April 28, 2024

Sajad Ahmadian

Academic rank: Assistant professor
Address:
Education: Ph.D in Computer Engineering
Phone: 09188339565
Faculty: Faculty of Information Technology

Research

Title
A novel physical activity recognition approach using deep ensemble optimized transformers and reinforcement learning
Type Article
Keywords
Physical activity; Transformer; Deep learning; Reinforcement learning; Optimization
Researchers Sajad Ahmadian، Mehrdad Rostami، Vahid Farahi، Mourad Oussalah

Abstract

In recent years, human physical activity recognition has increasingly attracted attention from different research fields such as healthcare, computer-human interaction, lifestyle monitoring, and athletics. Deep learning models have been extensively employed in developing physical activity recognition systems. To improve these models, their hyperparameters need to be initialized with optimal values. However, tuning these hyperparameters manually is time-consuming and may lead to inaccurate results. Moreover, the application of these models to different data resources and the integration of their results into the overall data processing pipeline are challenging issues in physical activity recognition systems. In this paper, we propose a novel ensemble method for physical activity recognition based on a deep transformer-based time-series classification model that uses heart rate, speed, and distance time-series data to recognize physical activities.
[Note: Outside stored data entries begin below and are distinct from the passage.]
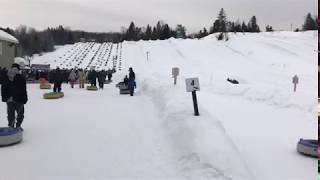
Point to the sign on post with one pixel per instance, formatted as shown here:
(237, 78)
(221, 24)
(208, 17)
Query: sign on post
(175, 74)
(193, 85)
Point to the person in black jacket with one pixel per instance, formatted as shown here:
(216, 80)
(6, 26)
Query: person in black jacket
(57, 79)
(131, 83)
(101, 78)
(14, 93)
(92, 77)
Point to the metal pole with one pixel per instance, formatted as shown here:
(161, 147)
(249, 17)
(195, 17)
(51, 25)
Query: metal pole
(195, 103)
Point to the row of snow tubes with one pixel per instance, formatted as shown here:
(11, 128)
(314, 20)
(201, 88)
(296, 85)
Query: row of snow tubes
(308, 147)
(53, 95)
(10, 136)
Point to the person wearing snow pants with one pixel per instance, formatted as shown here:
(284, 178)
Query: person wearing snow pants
(132, 85)
(12, 108)
(14, 93)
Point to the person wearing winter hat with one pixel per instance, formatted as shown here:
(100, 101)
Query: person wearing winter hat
(14, 93)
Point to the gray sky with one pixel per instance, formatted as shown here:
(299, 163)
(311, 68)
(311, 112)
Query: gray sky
(111, 15)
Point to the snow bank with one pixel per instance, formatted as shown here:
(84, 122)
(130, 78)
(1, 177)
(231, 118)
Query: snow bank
(204, 149)
(7, 37)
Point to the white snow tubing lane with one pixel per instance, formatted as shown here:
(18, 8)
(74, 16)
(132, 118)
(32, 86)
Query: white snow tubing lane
(308, 147)
(9, 136)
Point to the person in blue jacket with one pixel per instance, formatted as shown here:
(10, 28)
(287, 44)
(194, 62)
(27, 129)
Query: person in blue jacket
(132, 83)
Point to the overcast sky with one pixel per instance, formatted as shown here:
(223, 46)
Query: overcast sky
(111, 15)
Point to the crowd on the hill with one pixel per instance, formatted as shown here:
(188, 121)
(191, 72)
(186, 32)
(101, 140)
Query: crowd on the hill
(14, 89)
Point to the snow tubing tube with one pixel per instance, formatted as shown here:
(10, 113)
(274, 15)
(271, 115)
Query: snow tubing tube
(308, 147)
(108, 82)
(53, 95)
(46, 86)
(124, 91)
(9, 136)
(92, 88)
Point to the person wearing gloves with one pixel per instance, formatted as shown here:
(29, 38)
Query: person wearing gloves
(72, 78)
(14, 93)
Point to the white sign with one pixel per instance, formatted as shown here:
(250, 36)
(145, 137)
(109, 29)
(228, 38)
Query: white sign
(192, 84)
(175, 72)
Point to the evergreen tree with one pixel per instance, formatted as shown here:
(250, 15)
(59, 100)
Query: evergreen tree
(148, 35)
(252, 25)
(310, 23)
(222, 18)
(131, 32)
(244, 27)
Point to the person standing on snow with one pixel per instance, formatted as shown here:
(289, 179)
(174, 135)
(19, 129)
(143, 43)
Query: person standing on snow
(92, 77)
(14, 93)
(295, 81)
(57, 79)
(82, 78)
(101, 78)
(132, 83)
(72, 78)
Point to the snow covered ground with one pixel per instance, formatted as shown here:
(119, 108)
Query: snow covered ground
(245, 131)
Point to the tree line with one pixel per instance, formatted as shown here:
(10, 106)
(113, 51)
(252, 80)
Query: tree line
(32, 41)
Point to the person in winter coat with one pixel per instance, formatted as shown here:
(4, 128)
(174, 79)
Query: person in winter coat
(109, 73)
(101, 78)
(82, 78)
(126, 80)
(92, 77)
(57, 79)
(131, 83)
(72, 78)
(132, 75)
(14, 93)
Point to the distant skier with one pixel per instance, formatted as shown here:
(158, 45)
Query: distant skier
(57, 79)
(72, 78)
(295, 81)
(131, 83)
(14, 93)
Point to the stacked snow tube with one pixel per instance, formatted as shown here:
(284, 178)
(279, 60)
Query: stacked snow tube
(308, 147)
(124, 89)
(108, 82)
(92, 88)
(9, 136)
(53, 95)
(45, 86)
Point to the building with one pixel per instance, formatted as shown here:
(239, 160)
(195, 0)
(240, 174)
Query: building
(7, 49)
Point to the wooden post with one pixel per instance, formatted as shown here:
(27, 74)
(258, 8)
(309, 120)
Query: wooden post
(195, 103)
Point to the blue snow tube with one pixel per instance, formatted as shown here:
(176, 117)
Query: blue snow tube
(308, 147)
(9, 136)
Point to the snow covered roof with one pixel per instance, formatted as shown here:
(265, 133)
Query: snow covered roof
(7, 37)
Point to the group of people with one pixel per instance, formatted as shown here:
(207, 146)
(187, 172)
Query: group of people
(57, 77)
(14, 87)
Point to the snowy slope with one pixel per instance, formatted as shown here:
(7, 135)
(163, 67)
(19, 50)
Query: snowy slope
(245, 131)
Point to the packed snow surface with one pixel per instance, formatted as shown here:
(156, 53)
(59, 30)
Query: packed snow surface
(244, 131)
(7, 37)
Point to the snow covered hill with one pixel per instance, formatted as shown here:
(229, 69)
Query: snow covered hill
(245, 131)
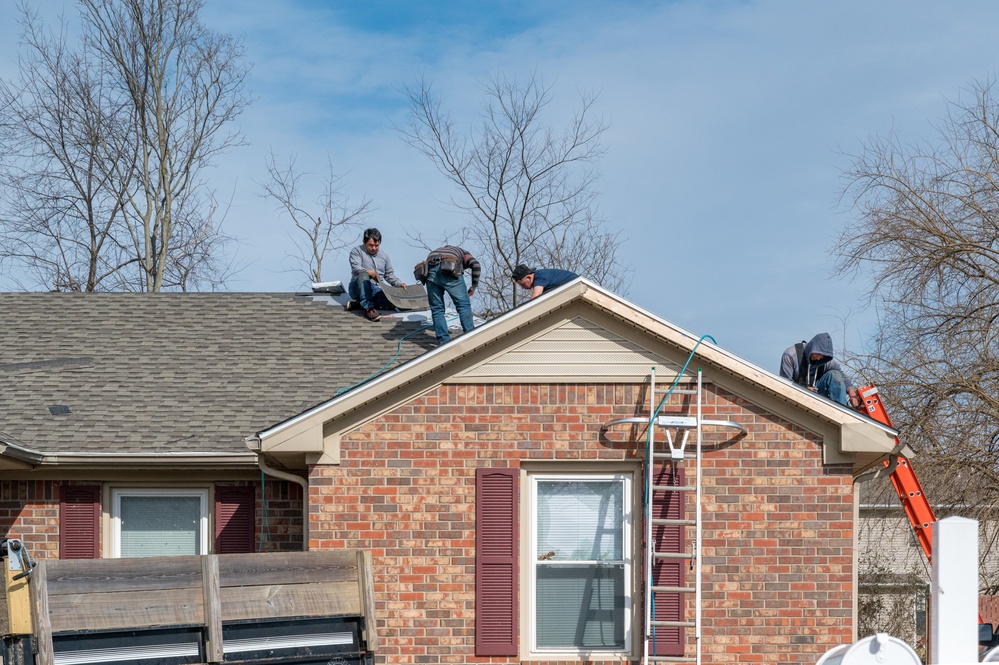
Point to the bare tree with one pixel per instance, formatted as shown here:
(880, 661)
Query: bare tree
(926, 234)
(104, 145)
(328, 225)
(527, 187)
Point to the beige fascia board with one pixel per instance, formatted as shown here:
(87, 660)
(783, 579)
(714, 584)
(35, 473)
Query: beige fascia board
(39, 460)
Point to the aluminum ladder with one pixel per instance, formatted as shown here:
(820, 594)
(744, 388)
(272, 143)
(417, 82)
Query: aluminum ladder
(677, 431)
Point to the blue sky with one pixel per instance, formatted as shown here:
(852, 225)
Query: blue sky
(729, 126)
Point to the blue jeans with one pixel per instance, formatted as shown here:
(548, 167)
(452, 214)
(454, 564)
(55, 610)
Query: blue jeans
(365, 290)
(437, 286)
(833, 385)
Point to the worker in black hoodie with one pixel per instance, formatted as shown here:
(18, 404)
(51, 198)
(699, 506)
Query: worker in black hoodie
(820, 372)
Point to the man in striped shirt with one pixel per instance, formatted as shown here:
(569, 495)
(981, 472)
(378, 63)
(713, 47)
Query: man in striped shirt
(445, 274)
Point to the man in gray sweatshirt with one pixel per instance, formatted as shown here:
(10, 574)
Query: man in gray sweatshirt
(369, 265)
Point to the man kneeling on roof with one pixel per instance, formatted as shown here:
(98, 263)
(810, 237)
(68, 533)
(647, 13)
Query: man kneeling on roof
(819, 371)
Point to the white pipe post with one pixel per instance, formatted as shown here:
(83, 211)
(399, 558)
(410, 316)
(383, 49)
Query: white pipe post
(954, 589)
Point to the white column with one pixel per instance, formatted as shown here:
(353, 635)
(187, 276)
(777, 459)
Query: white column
(954, 624)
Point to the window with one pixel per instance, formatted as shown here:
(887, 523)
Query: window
(581, 567)
(159, 522)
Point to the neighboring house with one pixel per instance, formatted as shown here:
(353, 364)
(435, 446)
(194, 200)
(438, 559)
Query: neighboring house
(502, 506)
(894, 572)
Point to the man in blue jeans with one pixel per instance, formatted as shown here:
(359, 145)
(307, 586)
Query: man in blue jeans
(820, 372)
(445, 274)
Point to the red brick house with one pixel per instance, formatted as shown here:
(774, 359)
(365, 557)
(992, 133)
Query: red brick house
(503, 504)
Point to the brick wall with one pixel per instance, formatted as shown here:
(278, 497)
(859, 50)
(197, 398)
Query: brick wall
(778, 537)
(29, 510)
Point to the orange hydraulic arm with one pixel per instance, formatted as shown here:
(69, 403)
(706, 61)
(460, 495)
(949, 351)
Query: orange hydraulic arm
(903, 478)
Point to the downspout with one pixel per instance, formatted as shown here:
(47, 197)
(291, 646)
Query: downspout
(304, 483)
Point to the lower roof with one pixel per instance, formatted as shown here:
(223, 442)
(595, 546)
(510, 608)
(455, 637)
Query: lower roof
(182, 376)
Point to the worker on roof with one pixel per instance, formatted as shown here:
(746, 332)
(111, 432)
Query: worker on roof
(369, 266)
(537, 281)
(445, 274)
(820, 372)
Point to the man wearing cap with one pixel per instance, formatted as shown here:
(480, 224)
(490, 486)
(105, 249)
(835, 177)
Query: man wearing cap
(369, 266)
(542, 279)
(445, 274)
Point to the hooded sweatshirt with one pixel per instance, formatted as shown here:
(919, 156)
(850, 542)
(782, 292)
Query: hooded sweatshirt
(810, 372)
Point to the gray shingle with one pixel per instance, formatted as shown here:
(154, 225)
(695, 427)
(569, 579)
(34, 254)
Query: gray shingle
(192, 372)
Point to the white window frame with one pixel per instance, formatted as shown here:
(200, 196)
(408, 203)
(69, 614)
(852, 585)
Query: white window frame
(627, 552)
(117, 493)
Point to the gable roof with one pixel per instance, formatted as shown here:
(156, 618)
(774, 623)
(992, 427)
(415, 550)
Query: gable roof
(613, 340)
(175, 378)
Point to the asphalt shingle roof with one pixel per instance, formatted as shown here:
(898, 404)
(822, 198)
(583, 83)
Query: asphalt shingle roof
(178, 372)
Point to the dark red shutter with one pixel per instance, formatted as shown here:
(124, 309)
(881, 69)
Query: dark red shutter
(496, 570)
(234, 519)
(668, 572)
(79, 521)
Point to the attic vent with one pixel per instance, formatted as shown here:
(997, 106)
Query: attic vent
(333, 288)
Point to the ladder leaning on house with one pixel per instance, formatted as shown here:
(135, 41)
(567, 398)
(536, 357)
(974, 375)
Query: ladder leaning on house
(666, 481)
In particular, we develop a modified arithmetic optimization algorithm to automatically adjust the optimal values of the classification models’ hyperparameters. Moreover, a reinforcement learning-based ensemble approach is proposed to optimally integrate the results of the classification models obtained using heart rate, speed, and distance time-series data and, subsequently, recognize the physical activities. Experiments performed on a real-world dataset demonstrated that the proposed method achieves promising efficiency in comparison to other state-of-the-art models. More specifically, the proposed method increases the performance compared to the second-best performer by around 3.44 %, 9.45 %, 5.43 %, 2.54 %, and 7.53 % based on accuracy, precision, recall, specificity, and F1-score evaluation metrics, respectively.